TEI marked up deliverables

Purpose

Among the deliverables of the ABLE project are ten marked up biodiversity texts.

TEI is our chosen mark up language because it is a widely used and supported format. It was also the format used as input by Data Conversion Laboratory to generate the first pass of the BCA in taXMLit format for the INOTAXA project.

This page records our work in producing TEI marked up documents from source material made available in the BHL by the NHM.

Creating TEI XML

TEI documents contain two sections: metadata in a <teiHeader> section, and the body of the document itself in a <text> section.

The <teiHeader> section is completed by an XSL transformer (dc2teiHeader.xsl) that converts Dublin Core XML into the appropriate TEI elements. (See attached file DCtoTEI_notes.odt for a table of elements mapped between the two schemas.) The transformer produces an XSL, teiHeader.xsl, used in the next step that populates the<text> section.

The <text> section is completed by an XSL transformer (djvu2tei.xsl) that converts DjVu XML files into the appropriate TEI elements and includes the metadata in the teiHeader.xsl produced by the previous step. (See attached file DjVutoTEI_notes.odt for a table of elements mapped between the two schemas.)

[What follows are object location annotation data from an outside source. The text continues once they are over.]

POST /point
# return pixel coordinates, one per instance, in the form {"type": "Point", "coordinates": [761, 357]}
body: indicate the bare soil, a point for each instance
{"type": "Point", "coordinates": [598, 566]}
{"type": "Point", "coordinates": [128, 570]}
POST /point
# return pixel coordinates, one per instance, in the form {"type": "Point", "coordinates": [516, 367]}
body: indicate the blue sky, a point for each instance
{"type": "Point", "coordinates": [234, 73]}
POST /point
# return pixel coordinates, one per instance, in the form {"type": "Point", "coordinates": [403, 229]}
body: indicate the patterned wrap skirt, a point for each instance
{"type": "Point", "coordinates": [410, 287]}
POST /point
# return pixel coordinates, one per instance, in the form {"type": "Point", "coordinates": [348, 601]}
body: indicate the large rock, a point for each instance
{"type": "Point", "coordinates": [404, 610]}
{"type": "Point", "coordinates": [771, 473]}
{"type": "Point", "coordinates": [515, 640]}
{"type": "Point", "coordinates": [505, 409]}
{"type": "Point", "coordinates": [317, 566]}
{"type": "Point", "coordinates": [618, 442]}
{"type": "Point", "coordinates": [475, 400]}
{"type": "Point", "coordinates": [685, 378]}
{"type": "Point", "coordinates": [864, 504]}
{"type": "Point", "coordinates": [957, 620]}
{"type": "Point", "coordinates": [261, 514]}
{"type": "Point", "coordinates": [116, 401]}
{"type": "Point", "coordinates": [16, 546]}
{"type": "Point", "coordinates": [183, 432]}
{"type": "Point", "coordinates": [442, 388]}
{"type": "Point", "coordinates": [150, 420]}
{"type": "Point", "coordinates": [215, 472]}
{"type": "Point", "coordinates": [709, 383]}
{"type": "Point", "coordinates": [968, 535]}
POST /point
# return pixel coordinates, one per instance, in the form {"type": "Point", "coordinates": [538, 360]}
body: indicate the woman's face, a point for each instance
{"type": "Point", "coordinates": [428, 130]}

A couple of sample files marked up to TEI are attached to this page. They are all taken from the Bulletin of the Natural History Museum: Entomology series.

Future work

Work superseded by use of ABBYY XML as main input for text. This change was made because ABBYY XML contains typographic cues lacking in DjVu. The DC to teiHeader XSL remains in use.

Attached XML and XSL files are suffixed _.txt to enable their attachment to this page.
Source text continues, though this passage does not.